Бескудникова выходит, а я ещё долго
Когда я зареванная вернулась домой, отец как раз был выходной.
– Я ей покажу, я ей дам! – ругался он, узнав, что мне сказала великая учительница и пианистка. – Мы найдём других учителей, Бельчонок. Если надо – будешь брать уроки, чтобы восстановить навык. Главное – верить. Верить и не спешить.
После этого отец искал мне учителя за учителем, пианиста за пианистом, но все они в один голос твердили, что мой максимум – это «Собачий вальс», да и он под вопросом. Я не верила, и папа тоже. Тем не менее из консерватории документы я забрала, перестала ходить по учителям и теперь уже второй год тренировалась дома.

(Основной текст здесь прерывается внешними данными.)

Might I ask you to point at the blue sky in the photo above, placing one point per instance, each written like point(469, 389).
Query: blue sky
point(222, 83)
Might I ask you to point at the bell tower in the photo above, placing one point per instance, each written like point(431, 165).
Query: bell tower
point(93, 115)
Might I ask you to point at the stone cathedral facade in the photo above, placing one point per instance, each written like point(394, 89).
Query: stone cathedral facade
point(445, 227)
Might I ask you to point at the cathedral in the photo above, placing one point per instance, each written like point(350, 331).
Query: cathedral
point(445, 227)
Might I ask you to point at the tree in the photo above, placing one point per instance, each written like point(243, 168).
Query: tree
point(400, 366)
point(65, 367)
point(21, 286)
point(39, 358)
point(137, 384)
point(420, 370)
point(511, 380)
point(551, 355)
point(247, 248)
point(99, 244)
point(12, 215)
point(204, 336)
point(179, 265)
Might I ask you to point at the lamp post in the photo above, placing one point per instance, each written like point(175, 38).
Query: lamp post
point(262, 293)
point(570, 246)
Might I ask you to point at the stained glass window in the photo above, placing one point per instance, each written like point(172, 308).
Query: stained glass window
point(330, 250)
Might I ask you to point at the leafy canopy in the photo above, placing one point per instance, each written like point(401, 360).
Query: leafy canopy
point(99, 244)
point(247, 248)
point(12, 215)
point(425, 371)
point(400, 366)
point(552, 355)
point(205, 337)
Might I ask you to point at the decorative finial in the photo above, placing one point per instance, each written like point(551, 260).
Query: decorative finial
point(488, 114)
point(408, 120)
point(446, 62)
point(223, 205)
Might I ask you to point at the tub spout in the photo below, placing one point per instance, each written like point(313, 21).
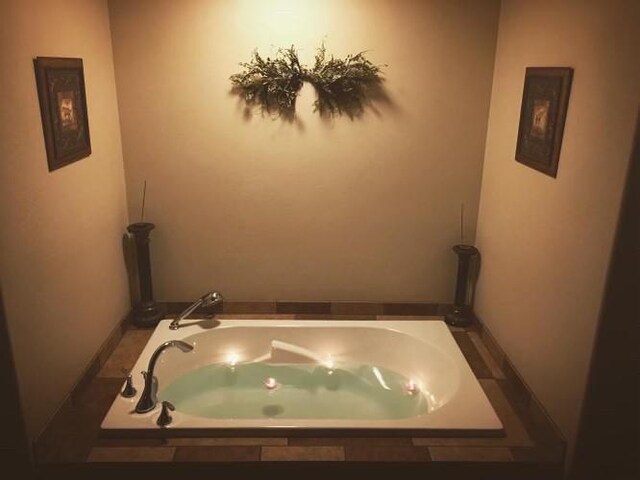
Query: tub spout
point(207, 300)
point(148, 401)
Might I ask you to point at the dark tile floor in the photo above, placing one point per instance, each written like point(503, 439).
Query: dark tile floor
point(73, 435)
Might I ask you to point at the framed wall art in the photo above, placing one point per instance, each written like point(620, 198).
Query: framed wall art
point(542, 116)
point(63, 108)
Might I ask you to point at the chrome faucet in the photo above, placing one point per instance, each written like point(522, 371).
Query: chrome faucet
point(207, 300)
point(148, 400)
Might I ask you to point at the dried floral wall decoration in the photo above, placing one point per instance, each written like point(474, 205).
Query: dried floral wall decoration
point(343, 86)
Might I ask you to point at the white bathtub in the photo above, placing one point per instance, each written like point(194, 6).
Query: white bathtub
point(327, 369)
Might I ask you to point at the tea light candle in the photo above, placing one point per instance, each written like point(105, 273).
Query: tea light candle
point(232, 359)
point(330, 364)
point(270, 383)
point(411, 387)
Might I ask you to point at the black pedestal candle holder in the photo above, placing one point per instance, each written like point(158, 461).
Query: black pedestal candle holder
point(462, 314)
point(145, 313)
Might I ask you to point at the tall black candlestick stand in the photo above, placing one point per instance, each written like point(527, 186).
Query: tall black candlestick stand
point(462, 314)
point(145, 313)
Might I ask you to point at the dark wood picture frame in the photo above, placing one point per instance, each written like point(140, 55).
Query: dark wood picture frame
point(542, 116)
point(63, 107)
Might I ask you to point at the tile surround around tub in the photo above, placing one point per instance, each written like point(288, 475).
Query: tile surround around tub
point(306, 454)
point(72, 435)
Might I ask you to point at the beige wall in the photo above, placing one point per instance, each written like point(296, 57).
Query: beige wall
point(546, 242)
point(63, 278)
point(343, 210)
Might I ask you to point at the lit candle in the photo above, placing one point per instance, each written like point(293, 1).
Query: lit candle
point(330, 364)
point(232, 359)
point(270, 383)
point(411, 387)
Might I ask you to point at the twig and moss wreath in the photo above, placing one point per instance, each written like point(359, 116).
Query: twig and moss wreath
point(274, 83)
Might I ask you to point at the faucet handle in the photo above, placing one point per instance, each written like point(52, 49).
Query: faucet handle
point(129, 390)
point(164, 418)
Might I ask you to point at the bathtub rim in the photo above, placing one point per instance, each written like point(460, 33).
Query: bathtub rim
point(302, 427)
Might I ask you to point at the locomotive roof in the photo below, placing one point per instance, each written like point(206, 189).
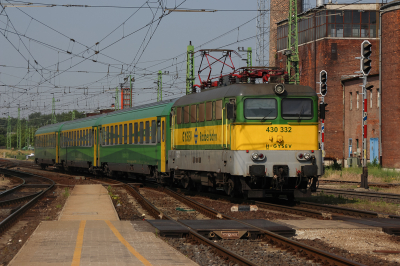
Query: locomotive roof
point(244, 89)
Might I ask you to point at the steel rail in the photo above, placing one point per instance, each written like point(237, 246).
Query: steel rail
point(225, 253)
point(12, 218)
point(339, 210)
point(369, 194)
point(280, 241)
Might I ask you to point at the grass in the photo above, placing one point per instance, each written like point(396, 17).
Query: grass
point(66, 192)
point(359, 204)
point(12, 153)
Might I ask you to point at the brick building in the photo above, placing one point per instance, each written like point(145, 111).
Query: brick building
point(390, 54)
point(330, 38)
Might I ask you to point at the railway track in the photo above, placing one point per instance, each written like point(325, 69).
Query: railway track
point(377, 196)
point(21, 200)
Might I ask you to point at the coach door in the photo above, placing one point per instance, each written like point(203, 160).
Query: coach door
point(94, 138)
point(57, 150)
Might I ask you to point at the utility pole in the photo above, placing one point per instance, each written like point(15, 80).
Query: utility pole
point(8, 133)
point(249, 57)
point(292, 51)
point(190, 70)
point(53, 111)
point(159, 87)
point(19, 130)
point(261, 34)
point(116, 99)
point(365, 68)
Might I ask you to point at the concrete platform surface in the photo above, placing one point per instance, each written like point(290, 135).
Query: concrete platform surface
point(324, 224)
point(97, 243)
point(89, 202)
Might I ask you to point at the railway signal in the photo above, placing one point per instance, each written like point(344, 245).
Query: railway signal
point(366, 52)
point(323, 77)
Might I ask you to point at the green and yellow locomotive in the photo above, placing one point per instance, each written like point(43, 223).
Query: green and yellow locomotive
point(255, 140)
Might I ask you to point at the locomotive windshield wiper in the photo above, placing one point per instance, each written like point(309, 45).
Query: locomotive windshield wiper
point(266, 115)
point(301, 111)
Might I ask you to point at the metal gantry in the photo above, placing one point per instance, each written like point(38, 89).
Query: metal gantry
point(190, 69)
point(19, 130)
point(159, 87)
point(53, 111)
point(262, 19)
point(8, 133)
point(292, 51)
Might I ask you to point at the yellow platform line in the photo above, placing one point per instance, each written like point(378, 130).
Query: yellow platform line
point(78, 247)
point(127, 245)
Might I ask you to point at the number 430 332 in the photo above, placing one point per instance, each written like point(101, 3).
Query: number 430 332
point(279, 129)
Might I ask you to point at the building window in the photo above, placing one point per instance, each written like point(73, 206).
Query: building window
point(378, 97)
point(351, 101)
point(358, 96)
point(370, 99)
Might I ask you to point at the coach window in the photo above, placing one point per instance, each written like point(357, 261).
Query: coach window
point(297, 108)
point(116, 135)
point(125, 133)
point(107, 136)
point(179, 115)
point(193, 113)
point(141, 133)
point(186, 114)
point(218, 110)
point(147, 132)
point(163, 131)
point(201, 112)
point(120, 134)
point(209, 111)
point(153, 131)
point(135, 127)
point(130, 133)
point(158, 132)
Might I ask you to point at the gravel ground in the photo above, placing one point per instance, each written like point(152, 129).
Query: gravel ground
point(47, 209)
point(169, 205)
point(225, 208)
point(356, 245)
point(126, 206)
point(261, 253)
point(199, 253)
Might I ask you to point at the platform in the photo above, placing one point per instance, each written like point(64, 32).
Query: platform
point(90, 233)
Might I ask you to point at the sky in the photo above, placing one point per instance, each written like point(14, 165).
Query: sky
point(80, 54)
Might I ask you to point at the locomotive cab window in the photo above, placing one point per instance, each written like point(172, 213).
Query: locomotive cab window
point(297, 108)
point(260, 108)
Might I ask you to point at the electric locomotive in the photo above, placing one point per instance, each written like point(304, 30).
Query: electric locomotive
point(249, 139)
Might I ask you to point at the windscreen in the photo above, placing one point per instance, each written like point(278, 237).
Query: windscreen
point(297, 108)
point(260, 109)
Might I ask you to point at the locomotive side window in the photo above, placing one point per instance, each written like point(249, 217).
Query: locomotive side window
point(260, 108)
point(147, 131)
point(141, 133)
point(125, 133)
point(209, 111)
point(130, 133)
point(186, 114)
point(218, 110)
point(193, 113)
point(120, 134)
point(153, 131)
point(201, 112)
point(136, 133)
point(179, 115)
point(297, 108)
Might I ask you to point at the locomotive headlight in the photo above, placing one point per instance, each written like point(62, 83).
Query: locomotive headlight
point(279, 89)
point(254, 156)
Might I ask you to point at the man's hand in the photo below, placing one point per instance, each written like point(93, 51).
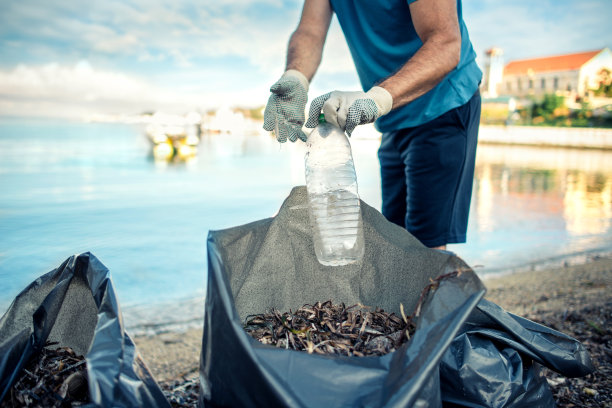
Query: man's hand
point(284, 112)
point(349, 109)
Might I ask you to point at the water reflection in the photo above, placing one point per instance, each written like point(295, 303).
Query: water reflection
point(532, 203)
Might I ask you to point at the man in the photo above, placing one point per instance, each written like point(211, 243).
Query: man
point(417, 64)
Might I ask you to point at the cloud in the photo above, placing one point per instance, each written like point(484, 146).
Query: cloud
point(79, 90)
point(144, 54)
point(525, 29)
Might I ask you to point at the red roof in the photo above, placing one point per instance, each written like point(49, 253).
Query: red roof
point(568, 62)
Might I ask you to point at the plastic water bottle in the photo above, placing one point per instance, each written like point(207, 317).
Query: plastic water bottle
point(333, 199)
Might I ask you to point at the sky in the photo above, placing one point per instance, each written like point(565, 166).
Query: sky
point(71, 59)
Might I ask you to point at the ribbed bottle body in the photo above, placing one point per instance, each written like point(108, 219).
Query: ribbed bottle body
point(333, 198)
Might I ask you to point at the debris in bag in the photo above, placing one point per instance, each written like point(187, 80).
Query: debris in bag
point(325, 328)
point(55, 377)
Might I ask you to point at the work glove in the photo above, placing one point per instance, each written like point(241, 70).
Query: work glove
point(349, 109)
point(284, 112)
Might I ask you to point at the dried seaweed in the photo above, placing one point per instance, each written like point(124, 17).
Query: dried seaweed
point(325, 328)
point(51, 378)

Закончив очередной этюд, я открываю глаза и улыбаюсь. Мне кажется, сегодня у меня получается лучше. Я слышу, что музыка, разносящаяся по дому, приобретает более правильное звучание, пусть и не идеальное, но это уже не та какофония, которая была ещё неделю назад и которая так взбесила моего соседа. Он больше не приходил, но пару раз чем-то долбил в стену, явно недовольный моей игрой.

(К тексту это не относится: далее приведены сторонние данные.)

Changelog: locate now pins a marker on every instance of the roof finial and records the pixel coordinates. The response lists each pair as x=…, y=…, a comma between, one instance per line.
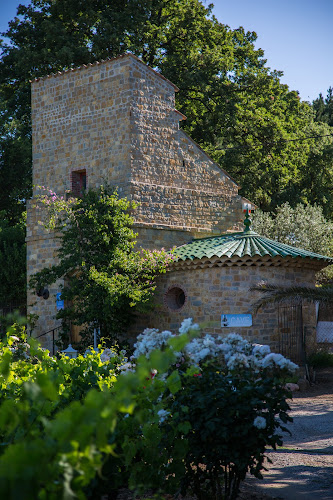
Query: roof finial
x=247, y=220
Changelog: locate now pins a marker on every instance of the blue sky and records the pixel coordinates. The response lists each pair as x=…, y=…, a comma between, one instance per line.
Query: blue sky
x=295, y=35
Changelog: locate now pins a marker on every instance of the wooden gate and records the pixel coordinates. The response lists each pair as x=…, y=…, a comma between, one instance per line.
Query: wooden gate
x=291, y=336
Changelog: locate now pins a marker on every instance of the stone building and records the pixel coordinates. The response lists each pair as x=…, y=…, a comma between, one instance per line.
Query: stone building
x=116, y=122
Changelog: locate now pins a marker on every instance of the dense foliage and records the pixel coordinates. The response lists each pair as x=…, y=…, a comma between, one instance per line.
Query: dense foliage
x=237, y=108
x=104, y=276
x=302, y=226
x=82, y=428
x=12, y=262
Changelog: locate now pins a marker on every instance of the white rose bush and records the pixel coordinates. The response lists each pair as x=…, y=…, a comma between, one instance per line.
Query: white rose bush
x=219, y=404
x=187, y=412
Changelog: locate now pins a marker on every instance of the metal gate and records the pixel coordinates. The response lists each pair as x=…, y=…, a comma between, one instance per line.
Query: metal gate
x=290, y=335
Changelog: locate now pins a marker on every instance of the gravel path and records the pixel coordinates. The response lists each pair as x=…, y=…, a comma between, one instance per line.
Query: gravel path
x=303, y=467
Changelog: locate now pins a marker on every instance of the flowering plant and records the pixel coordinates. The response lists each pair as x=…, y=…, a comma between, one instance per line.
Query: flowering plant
x=227, y=404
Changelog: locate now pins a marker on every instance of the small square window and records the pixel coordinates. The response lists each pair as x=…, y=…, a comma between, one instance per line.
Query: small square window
x=78, y=182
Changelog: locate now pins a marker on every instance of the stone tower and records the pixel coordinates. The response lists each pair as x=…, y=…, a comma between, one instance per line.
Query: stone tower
x=116, y=121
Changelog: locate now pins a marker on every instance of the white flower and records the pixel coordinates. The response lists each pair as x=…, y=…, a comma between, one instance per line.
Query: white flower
x=150, y=340
x=107, y=354
x=188, y=325
x=260, y=423
x=238, y=360
x=127, y=367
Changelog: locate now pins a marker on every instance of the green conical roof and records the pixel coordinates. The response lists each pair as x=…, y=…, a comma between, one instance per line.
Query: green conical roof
x=241, y=245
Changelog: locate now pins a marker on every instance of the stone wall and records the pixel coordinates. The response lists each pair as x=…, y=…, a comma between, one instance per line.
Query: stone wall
x=213, y=291
x=117, y=121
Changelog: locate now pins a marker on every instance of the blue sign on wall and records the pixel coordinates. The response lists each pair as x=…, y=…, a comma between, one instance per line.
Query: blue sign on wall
x=236, y=320
x=60, y=302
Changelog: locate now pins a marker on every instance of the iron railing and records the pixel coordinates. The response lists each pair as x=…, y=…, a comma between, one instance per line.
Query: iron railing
x=291, y=335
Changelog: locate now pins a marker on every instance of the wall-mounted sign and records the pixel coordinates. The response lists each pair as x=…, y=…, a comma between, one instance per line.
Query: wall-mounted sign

Радостная, я достаю партитуру с «К Элизе» Бетховена и начинаю воодушевленно играть, забывая обо всем на свете. Мои пальцы порхают по клавишам. Мне даже кажется, что ни в одной косточке я больше не чувствую боли, а музыка, что льётся вокруг, прекрасна до слез.
Резкий продолжительный звонок в дверь заставляет меня вернуться с облаков на землю. Пальцы ещё бегают по клавишам, но теперь я отчетливо понимаю, что они не бегают, а ползают, что каждое движение отдаётся адской болью в запястье, а комнату оглашает не идеальная музыка, а…
– Как будто кого-то блевануло музыкой, – вспоминаю я слова своего соседа.
Я отрываюсь от пианино и иду открывать дверь, потому что идиот, который стоит за нею, все ещё давит на звонок.
– Спятил? – сразу становлюсь я в позу, открыв дверь, ведь я знаю, кто пожаловал.
Однако мой боевой настрой тут же сменяется удивлением. У соседа в руках огромный пакет с….
– Орехи? – смотрю я на Назара.
– Ты сегодня превзошла себя, Белка, – хмыкает он и протягивает мне пакет.
Глава 6
Юля
– Ты принёс мне орехи? – настороженно спрашиваю я.
– Ну да, – пожимает Назар плечами и лениво улыбается.
Я замечаю, что улыбка у него красивая, да и вообще… он весь красивый. Он выше меня чуть ли не на две головы. Такой широкоплечий и накачанный, что похож на настоящего богатыря. Наверняка девчонки гроздьями вешаются.
– Это типа, чтобы извиниться за своё хамское поведение? – изгибаю я бровь, принимая боевую позу.
– Ну, типа того, – кивает он и протягивает мне пакет.
– А почему орехи? – уточняю я, поправляя очки на носу.
– Ты же Белка, а белки любят орехи, – заявляет этот нахал.
– Ты все-таки придурок, – закатываю я глаза, но орехи беру. – Ладно, на дураков не обижаются.
Я смотрю на него – он на меня.
– Что-то ещё? – нарушаю я повисшую паузу.
– У тебя есть что пожрать? Вроде чем-то вкусным пахнет. – Он тянет носом.